Cet entretien dure une cinquantaine de minutes. Dans beaucoup de cas, il permet de mesurer l'éloignement de l'emploi. En revanche, la personnalisation nous invite à sortir progressivement de la logique trop mécanique du suivi mensuel personnalisé.
D'abord, il faut rappeler que nous devons veiller avant tout à indemniser rapidement les demandeurs d'emploi. C'est essentiel pour qu'ils recherchent un emploi dans de bonnes conditions. Aujourd'hui, le délai moyen de traitement d'un dossier de demande d'indemnisation lorsqu'il est complet est de quatre jours, ce qui est satisfaisant. Naturellement, le renfort de 1.000 CDD d'un an est bienvenu pour mettre en oeuvre le plan ambitieux en faveur des chômeurs de très longue durée annoncé lors du sommet du 18 janvier. L'objectif est que ces 1.000 embauches soient toutes réalisées d'ici au 1 er mars. Elles s'ajouteront au redéploiement de 2.000 postes en équivalents temps plein vers l'accompagnement des demandeurs d'emploi dans les trois ans, inscrit dans la convention tripartite.
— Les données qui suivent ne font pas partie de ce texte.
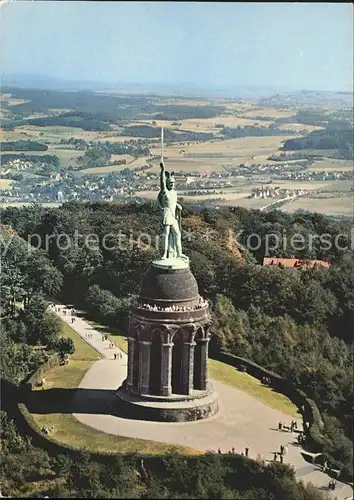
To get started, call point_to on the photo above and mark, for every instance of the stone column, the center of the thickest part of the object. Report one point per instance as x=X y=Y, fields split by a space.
x=204 y=344
x=144 y=366
x=131 y=351
x=188 y=367
x=166 y=369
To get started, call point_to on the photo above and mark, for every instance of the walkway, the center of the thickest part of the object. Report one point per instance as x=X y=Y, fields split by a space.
x=241 y=421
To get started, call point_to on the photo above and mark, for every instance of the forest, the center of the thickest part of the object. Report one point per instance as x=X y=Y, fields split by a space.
x=22 y=146
x=297 y=324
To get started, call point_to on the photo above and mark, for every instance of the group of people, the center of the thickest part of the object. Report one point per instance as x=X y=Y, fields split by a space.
x=289 y=428
x=175 y=308
x=232 y=451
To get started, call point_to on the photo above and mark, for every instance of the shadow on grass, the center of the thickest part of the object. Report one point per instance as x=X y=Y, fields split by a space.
x=91 y=401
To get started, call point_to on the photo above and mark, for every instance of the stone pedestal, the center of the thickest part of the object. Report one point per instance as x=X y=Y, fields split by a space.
x=168 y=349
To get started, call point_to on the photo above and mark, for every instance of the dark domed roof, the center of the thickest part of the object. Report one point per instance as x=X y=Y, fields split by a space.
x=170 y=285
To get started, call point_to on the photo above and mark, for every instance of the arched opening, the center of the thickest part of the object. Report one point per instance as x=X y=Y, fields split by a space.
x=197 y=366
x=155 y=364
x=177 y=361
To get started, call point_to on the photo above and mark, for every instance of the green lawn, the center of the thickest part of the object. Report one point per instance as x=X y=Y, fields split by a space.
x=83 y=351
x=244 y=382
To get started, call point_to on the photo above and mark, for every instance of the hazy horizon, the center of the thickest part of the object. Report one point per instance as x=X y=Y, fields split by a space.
x=203 y=45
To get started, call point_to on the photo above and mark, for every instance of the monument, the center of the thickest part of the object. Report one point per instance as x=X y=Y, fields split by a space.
x=169 y=332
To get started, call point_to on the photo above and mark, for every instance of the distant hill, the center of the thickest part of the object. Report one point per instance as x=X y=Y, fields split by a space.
x=30 y=81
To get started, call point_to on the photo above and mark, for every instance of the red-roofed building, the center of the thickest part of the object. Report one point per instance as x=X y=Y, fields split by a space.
x=295 y=263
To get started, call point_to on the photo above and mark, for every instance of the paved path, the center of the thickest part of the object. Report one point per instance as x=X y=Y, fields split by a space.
x=241 y=421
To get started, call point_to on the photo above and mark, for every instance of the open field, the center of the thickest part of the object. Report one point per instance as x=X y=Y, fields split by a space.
x=325 y=205
x=214 y=155
x=299 y=126
x=323 y=186
x=6 y=183
x=66 y=156
x=50 y=134
x=107 y=169
x=252 y=386
x=20 y=204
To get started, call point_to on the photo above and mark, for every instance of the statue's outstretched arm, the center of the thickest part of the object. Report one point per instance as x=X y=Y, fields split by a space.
x=162 y=177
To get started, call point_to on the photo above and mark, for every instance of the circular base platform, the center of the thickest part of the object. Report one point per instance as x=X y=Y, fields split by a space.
x=186 y=410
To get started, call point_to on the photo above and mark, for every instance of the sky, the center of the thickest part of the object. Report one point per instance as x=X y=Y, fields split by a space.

Nous allons accroître le temps consacré au suivi et à l'accompagnement, grâce à une simplification des procédures et à un allégement des tâches administratives. Toutefois, l'efficacité d'un opérateur de service public ne se mesure pas à l'aune des effectifs dont il dispose.
Quand on parle de l'efficacité de l'Education nationale, le débat ne se résume plus à la taille des classes. C'est la même chose pour Pôle emploi. Il faut dépasser la notion de taille de portefeuille. J'aimerais que nous soyons évalués sur nos résultats et non sur nos moyens. Il faut que nous mettions vite en place un baromètre d'indicateurs de taux de retour à l'emploi et de qualité de service que nous publierons régulièrement. Pôle emploi souffre d'une mauvaise image relayée par les médias, alors que nos enquêtes de satisfaction sont plutôt bonnes.
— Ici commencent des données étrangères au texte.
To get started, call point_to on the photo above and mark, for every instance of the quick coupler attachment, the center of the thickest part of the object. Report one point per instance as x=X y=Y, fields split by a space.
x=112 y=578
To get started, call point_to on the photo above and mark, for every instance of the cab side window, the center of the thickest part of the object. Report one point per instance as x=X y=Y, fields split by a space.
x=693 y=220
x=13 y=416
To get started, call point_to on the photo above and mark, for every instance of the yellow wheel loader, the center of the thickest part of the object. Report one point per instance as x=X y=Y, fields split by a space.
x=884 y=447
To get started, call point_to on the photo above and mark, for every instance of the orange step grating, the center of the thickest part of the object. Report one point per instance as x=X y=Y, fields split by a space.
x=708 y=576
Nous allons rencontrer les 293.500 personnes au chômage sans discontinuer depuis deux ans, DOM compris, d'ici au mois de juin. Une solution sera proposée à chacune d'elles pour favoriser le retour à l'emploi, grâce en particulier à un effort important de formation. Sur les 150 millions d'euros que l'Etat va apporter, 90 millions seront ciblés sur ce public (50 millions pour la formation et l'accompagnement renforcé et 40 millions pour des formations aux compétences clefs) ; 10 millions financeront la poursuite de l'allocation de fin de formation pour les chômeurs ayant épuisé leurs droits et 50 millions viendront renforcer le budget formation de Pôle emploi.
Même si tous les demandeurs d'emploi n'ont pas besoin d'une formation, on ne peut que souhaiter que tous les acteurs accentuent leurs efforts. Le volume des formations financées par Pôle emploi a progressé de 50 % entre 2009 et 2011. Et en 2012, nous souhaitons participer activement au développement des préparations opérationnelles à l'emploi (POE) en renforçant notre collaboration avec les OPCA (Organismes paritaires collecteurs agréés). L'objectif est que les conseillers -qui prescrivent l'essentiel des formations suivies par les chômeurs -accèdent facilement aux programmes financés par les régions ou les OPCA. D'où l'enjeu de la constitution d'une base de données nationale des formations.
Cet objectif est légitime s'agissant d'un financement public par les cotisations de l'assurance-chômage et l'impôt. Il va falloir, pour y arriver, réduire les frais de fonctionnement -une baisse de 8 % est prévue dans le budget de 2012 -et maîtriser la masse salariale.